So, ML ops in that process becomes really important. And then recently, ML governance has become also very important as machine learning is being used to solve more and more mission-critical problems, how you make sure that the model is doing what it's supposed to do, is also become important. So, there are many steps in the machine learning lifecycle, and what we realized was that each of these steps require tools that are purpose-built for that step or for that task. That's what we've done with SageMaker. We've worked backwards from the problems or the challenges our customers face at every step of the machine learning journey, and then build tools to solve those problems, and build them in a way where they all work with each other.

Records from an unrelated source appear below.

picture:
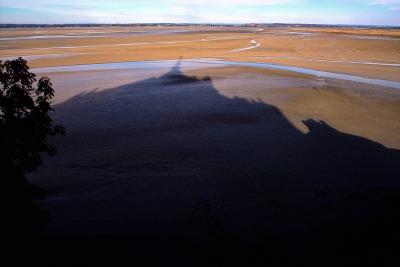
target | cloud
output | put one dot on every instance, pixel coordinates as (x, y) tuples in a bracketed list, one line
[(213, 11)]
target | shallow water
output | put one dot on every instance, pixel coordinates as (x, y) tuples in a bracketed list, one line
[(199, 63)]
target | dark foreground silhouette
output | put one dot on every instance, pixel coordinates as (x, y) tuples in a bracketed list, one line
[(169, 172)]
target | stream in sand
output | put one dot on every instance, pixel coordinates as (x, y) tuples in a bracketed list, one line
[(201, 63)]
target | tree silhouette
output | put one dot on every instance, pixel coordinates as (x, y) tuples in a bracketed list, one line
[(25, 126)]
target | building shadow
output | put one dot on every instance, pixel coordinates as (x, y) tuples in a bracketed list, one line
[(143, 158)]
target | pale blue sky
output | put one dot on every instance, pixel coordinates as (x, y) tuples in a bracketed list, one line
[(371, 12)]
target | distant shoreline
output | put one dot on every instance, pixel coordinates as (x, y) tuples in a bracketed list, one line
[(271, 25)]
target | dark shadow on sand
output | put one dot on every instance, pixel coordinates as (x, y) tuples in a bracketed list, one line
[(153, 153)]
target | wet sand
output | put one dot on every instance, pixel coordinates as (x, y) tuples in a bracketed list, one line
[(247, 148), (335, 50), (221, 163)]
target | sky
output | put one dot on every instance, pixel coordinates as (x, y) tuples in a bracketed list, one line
[(360, 12)]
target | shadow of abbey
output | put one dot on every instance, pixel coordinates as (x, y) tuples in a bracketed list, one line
[(138, 159)]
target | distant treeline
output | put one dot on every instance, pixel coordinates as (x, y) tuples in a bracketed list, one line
[(199, 25)]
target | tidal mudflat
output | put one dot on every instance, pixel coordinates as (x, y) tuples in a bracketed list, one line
[(216, 149)]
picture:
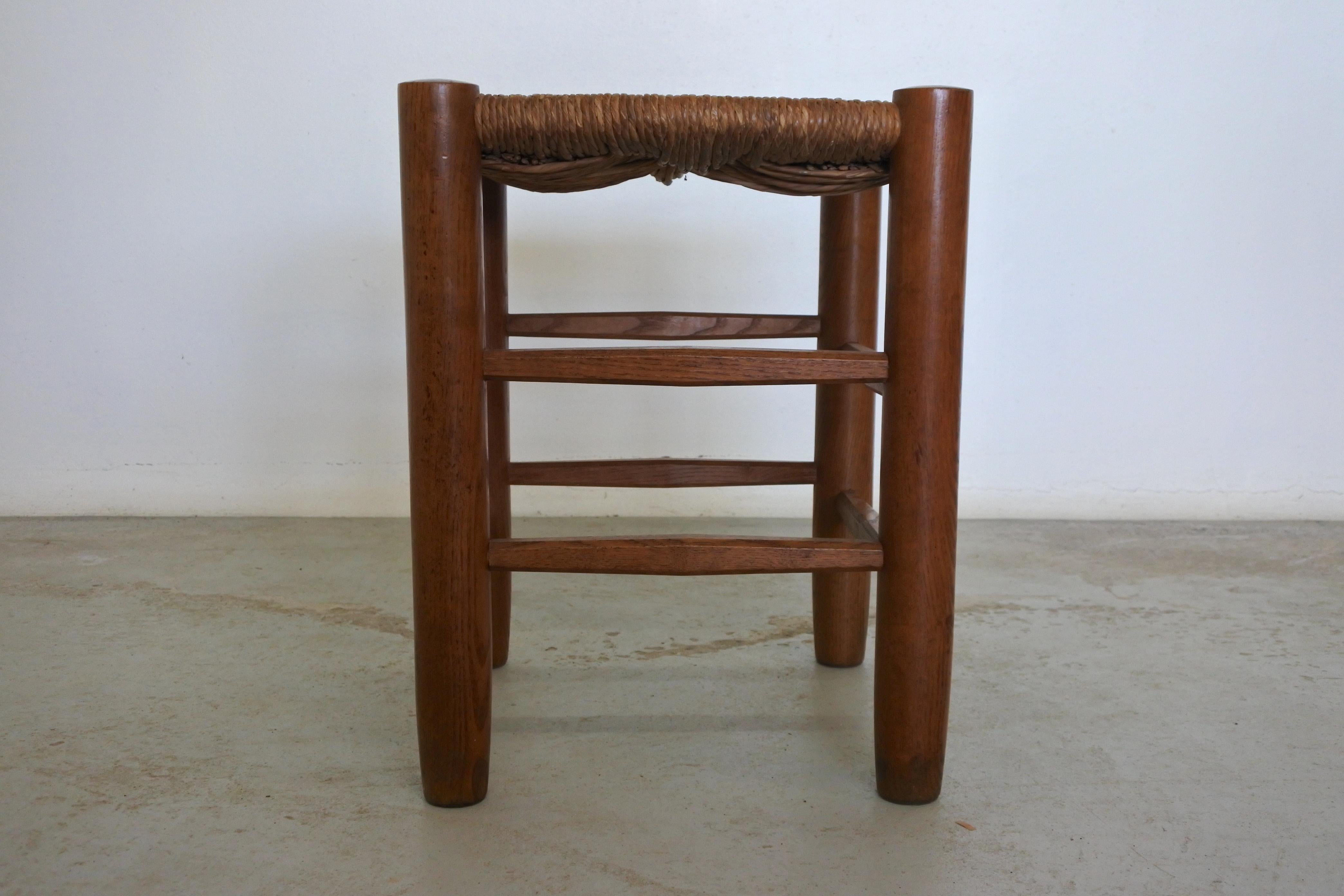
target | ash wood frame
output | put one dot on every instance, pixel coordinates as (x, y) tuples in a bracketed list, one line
[(459, 367)]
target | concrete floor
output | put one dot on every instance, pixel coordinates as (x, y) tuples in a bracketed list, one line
[(226, 707)]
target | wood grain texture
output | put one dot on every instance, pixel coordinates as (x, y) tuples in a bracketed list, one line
[(851, 229), (495, 256), (859, 518), (663, 473), (441, 240), (663, 326), (927, 266), (683, 366), (683, 555)]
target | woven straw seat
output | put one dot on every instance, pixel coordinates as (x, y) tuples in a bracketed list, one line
[(585, 142)]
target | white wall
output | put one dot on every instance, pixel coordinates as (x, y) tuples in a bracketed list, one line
[(201, 302)]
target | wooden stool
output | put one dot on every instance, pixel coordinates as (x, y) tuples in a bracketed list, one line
[(459, 151)]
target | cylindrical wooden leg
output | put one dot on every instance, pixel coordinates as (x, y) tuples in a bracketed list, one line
[(495, 218), (441, 240), (849, 310), (921, 409)]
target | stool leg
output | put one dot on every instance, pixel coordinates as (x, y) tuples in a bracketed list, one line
[(851, 228), (495, 221), (441, 240), (921, 409)]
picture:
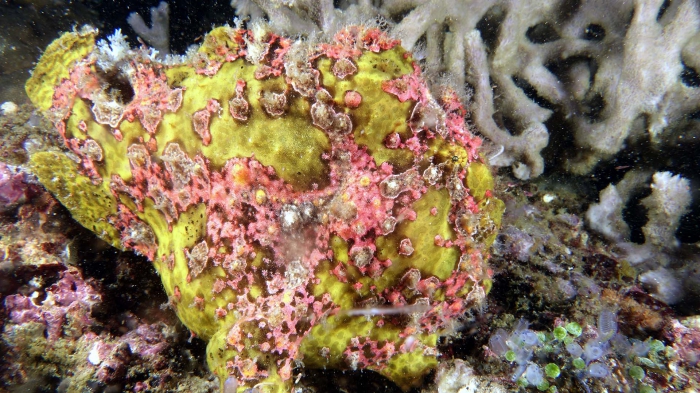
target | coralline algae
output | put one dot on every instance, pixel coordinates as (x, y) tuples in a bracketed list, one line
[(306, 204)]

One of the great things that our customers love about SageMaker, is that the whole is greater than the sum of parts. It's well integrated together. One of the feedback that we got from our customers is that a lot of times when they're using bespoke tools, these tools don't talk to each other, and our customers have to spend a lot of time trying to connect these tools so that they can work together. So, that has been a problem, a key problem we've solved with SageMaker, and that has really resonated with our company. 

[0:07:47] JMC: Yes. I mean, one of the slides that Adam shared was the just logos of companies using SageMaker, and it was patterned from just a glance that there were not only huge companies. That for me, it's not that relevant. But representatives of many different verticals, like the variety of data types that SageMaker is digesting and presenting in models is just amazing, from healthcare, banking, finance, insurance, and so forth. So, it is definitely used in a wide variety of verticals, if not every single vertical out there. Then, that was the classical bit of history of, and a description of how SageMaker works. What has changed with the introduction of LLMs? That's a question. What has changed in this description of the landscape in which SageMaker operates?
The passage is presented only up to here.